A SCOTS minister has recalled how the tsunami brought death and destruction to the island where he had set up home.

Rev John Purves, 66, had been in Sri Lanka for little over a year when the tsunami struck.

He found himself at the centre of relief efforts in a country in which at least 30,000 people died and 300,000 were made homeless.

"It's in these circumstances that you know what life's about," he said.

Now retired and living in North Ayrshire, he was the Church of Scotland minister of St Andrew's Scots Kirk in Colombo, Sri Lanka.

A few months into his placement, he had been in hospital with a fever and was told to take things easy for a while.

On the 26th, a Sunday, he gave a morning service before setting off with his wife for a beach holiday on the other side of the island.

He said: "It was only around 6pm in the evening, as we arrived at our beach resort, that we discovered there was no hotel.

"Like many other hotels on the coast of the island, it had been swamped by the wave.

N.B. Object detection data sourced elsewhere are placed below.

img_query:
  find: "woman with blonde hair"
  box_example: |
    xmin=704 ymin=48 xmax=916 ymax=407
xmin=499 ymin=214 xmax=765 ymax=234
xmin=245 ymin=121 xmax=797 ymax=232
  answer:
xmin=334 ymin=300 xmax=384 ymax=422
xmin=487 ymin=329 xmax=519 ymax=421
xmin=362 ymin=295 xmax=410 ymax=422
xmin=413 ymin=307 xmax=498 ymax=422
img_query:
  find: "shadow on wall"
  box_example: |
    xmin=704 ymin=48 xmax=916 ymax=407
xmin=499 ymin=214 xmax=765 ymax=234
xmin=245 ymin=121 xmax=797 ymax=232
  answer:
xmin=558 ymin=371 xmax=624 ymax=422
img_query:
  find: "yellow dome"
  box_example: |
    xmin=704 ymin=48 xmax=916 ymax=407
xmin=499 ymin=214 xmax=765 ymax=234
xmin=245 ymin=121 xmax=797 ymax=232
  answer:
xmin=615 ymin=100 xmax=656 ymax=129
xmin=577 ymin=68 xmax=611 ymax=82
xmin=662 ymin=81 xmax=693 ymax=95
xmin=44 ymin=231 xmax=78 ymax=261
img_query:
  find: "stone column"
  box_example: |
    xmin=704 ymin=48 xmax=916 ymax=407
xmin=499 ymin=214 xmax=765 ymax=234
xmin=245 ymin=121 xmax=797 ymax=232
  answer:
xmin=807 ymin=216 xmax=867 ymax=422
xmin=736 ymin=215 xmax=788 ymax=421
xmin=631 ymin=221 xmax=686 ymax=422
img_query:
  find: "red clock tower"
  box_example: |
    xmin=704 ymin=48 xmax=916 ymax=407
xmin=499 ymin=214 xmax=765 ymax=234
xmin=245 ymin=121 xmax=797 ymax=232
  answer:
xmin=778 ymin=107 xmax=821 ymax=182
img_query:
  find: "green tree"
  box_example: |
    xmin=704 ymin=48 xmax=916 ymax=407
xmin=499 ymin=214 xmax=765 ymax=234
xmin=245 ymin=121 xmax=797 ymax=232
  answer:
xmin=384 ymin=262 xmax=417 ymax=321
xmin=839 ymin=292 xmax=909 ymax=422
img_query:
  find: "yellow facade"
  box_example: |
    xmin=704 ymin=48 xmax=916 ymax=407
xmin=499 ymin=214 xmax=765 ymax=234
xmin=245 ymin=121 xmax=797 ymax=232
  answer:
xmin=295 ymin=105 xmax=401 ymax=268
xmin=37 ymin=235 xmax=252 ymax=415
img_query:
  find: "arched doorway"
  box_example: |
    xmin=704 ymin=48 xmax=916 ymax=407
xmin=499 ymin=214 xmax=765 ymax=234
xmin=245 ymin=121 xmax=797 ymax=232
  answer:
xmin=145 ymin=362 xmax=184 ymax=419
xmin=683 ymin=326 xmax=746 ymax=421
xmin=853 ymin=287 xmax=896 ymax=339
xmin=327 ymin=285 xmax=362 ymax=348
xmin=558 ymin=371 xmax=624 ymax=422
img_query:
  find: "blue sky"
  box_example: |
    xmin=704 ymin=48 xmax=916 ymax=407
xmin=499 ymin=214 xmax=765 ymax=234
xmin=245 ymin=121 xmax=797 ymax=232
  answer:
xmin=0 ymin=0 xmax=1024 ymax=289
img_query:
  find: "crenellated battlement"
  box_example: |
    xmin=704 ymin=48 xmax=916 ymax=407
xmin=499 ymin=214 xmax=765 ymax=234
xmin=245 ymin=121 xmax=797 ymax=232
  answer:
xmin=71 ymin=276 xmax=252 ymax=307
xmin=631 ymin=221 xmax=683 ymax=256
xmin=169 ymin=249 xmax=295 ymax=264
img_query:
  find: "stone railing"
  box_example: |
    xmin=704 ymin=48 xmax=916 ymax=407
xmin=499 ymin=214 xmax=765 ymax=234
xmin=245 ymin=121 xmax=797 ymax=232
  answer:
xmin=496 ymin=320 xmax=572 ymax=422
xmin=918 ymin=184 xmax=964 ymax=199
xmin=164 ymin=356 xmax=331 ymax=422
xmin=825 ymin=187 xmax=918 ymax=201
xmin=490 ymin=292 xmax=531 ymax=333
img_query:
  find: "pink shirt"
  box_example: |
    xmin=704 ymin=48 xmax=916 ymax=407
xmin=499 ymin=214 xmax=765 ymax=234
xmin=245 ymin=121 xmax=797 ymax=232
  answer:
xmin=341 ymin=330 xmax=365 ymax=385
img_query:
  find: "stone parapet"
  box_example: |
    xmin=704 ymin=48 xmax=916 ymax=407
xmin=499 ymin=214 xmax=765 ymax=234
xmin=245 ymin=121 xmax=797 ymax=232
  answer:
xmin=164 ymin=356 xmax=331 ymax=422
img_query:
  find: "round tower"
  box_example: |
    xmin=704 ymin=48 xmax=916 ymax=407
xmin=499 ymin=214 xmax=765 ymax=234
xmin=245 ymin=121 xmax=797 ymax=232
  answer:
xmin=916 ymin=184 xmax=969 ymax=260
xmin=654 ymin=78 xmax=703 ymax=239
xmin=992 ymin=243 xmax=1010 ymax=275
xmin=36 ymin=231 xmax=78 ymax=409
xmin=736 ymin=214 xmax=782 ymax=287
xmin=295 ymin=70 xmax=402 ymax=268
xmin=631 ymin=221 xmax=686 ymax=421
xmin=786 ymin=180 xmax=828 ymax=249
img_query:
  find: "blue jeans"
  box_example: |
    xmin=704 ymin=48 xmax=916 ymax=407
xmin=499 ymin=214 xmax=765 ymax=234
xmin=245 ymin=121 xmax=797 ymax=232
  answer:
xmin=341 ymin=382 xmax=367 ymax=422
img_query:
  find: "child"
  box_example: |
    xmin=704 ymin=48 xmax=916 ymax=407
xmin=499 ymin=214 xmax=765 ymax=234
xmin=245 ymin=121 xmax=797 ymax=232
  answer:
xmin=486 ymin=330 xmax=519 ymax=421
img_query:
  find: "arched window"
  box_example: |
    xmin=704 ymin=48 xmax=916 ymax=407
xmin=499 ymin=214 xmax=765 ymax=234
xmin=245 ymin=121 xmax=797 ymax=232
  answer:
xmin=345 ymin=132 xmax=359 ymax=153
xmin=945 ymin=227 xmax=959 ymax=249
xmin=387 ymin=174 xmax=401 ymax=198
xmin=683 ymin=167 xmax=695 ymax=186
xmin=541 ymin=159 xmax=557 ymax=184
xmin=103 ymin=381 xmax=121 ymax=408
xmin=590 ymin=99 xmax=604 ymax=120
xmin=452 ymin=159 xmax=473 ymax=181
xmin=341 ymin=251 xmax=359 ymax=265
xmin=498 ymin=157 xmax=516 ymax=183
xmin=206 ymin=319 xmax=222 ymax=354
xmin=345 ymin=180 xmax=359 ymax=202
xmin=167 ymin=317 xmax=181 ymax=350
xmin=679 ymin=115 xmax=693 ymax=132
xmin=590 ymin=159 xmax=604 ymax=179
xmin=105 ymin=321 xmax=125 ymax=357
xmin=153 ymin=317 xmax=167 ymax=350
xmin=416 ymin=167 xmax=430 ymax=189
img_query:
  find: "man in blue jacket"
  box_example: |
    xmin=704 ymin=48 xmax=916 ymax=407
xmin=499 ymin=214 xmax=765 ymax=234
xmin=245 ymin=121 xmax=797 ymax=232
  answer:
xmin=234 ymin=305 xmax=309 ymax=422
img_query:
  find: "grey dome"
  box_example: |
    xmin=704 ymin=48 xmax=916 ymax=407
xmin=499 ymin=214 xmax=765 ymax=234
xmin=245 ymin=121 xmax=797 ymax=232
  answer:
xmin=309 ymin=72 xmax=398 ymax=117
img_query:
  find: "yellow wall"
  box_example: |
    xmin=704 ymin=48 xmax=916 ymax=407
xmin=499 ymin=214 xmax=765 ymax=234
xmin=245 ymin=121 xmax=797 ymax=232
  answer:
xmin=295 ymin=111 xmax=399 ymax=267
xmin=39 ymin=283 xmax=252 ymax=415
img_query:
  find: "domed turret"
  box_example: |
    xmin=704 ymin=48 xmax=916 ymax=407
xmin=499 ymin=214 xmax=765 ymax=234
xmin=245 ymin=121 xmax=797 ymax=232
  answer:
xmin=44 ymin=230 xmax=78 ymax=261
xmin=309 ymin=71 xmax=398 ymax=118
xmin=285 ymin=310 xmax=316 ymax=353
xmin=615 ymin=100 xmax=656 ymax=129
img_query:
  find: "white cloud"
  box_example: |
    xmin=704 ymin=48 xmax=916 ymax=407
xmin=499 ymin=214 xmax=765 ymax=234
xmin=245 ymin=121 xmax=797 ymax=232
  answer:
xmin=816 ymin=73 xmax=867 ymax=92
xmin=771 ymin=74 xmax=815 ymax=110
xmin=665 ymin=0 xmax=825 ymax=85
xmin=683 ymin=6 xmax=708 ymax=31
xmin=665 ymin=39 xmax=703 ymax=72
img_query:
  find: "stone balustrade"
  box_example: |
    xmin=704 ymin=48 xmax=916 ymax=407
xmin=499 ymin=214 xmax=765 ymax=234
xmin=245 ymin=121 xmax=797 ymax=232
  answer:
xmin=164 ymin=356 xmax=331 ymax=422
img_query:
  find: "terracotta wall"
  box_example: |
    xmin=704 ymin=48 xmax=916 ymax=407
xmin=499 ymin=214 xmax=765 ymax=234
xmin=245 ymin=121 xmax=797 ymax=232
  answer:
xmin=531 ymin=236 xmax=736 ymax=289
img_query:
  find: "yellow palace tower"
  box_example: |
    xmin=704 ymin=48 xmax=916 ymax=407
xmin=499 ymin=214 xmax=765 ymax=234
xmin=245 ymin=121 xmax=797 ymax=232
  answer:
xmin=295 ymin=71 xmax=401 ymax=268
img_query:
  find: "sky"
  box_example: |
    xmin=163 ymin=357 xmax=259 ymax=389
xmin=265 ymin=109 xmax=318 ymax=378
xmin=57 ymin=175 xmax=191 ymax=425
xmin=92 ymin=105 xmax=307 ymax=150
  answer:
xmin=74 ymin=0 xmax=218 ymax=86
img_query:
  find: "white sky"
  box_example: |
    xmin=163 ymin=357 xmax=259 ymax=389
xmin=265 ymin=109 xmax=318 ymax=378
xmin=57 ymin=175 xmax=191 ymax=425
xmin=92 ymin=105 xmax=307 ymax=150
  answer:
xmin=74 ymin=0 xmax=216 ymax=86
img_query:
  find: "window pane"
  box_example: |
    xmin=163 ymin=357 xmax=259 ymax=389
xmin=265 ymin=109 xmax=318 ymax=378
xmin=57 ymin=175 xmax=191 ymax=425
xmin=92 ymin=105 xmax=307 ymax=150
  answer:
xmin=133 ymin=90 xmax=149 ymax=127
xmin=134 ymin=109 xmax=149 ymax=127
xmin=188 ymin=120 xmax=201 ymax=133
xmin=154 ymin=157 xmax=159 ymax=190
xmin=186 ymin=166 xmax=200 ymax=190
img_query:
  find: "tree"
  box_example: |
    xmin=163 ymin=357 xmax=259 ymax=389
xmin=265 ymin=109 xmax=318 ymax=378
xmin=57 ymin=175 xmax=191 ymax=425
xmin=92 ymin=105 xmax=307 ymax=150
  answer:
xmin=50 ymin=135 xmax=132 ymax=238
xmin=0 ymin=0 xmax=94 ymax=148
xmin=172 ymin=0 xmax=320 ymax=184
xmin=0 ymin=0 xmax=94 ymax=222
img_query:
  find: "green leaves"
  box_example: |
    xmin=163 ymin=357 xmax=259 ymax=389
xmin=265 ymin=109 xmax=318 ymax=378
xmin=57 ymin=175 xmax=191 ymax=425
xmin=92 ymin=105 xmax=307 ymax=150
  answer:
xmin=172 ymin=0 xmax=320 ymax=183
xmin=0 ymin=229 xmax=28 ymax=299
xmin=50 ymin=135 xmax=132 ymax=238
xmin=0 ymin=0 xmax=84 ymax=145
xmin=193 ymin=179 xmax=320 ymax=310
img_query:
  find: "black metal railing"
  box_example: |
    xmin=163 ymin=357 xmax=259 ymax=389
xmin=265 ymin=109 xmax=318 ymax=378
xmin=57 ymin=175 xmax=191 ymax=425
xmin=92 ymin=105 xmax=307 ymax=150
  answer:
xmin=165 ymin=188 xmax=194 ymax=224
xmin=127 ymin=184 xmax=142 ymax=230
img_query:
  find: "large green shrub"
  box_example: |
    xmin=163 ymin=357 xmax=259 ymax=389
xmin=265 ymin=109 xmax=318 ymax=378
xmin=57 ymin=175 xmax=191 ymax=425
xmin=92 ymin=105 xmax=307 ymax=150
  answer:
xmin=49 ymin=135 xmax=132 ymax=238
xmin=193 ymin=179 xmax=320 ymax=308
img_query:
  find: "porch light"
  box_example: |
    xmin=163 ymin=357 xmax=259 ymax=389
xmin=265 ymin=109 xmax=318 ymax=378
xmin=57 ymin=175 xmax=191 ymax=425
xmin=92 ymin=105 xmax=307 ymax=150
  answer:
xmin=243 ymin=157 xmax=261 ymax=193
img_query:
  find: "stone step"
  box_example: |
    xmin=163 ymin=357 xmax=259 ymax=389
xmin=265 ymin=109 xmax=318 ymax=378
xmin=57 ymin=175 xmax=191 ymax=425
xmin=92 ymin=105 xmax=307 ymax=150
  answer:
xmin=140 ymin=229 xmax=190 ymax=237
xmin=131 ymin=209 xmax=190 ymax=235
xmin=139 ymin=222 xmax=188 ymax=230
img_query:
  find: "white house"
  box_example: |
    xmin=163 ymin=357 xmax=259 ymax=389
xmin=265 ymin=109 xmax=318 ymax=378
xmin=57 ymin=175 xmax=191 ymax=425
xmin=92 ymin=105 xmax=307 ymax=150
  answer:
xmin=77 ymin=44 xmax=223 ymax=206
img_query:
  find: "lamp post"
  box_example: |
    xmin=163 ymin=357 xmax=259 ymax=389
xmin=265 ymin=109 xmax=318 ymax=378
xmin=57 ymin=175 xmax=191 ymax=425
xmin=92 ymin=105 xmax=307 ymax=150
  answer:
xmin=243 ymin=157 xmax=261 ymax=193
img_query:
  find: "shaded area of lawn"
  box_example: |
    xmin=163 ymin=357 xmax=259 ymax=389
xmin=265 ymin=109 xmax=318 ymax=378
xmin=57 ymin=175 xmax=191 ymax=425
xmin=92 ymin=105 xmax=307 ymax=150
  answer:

Some people had drowned, everything was damaged or destroyed.

"There were boats halfway up the driveway, there were cars on rooftops, sofas and bed frames in the tennis courts, there were fishing boats in the trees."

Mr Purves, who also had been in Jamaica in the 1980s when it was hit by a hurricane, said his first emotion was one of "unreality - that this is not true".

Colombo was largely untouched so the church hall was turned into a warehouse for collecting donations of emergency supplies.

'"The next three months we just worked every day, all day," he said.

The Scottish public gave £2.7 million to help survivors of the disaster following an appeal by the Scottish Catholic International Aid Fund (SCIAF).

The charity's director Alistair Dutton travelled to Sri Lanka to help set up the emergency response and recently revisited the country.

He said: "I will never forget driving into the disaster zone. Everything had been destroyed. It was very eerie.

"Bodies were still being pulled out from the wreckage. Trees had been snapped in half and all but the strongest buildings had been flattened.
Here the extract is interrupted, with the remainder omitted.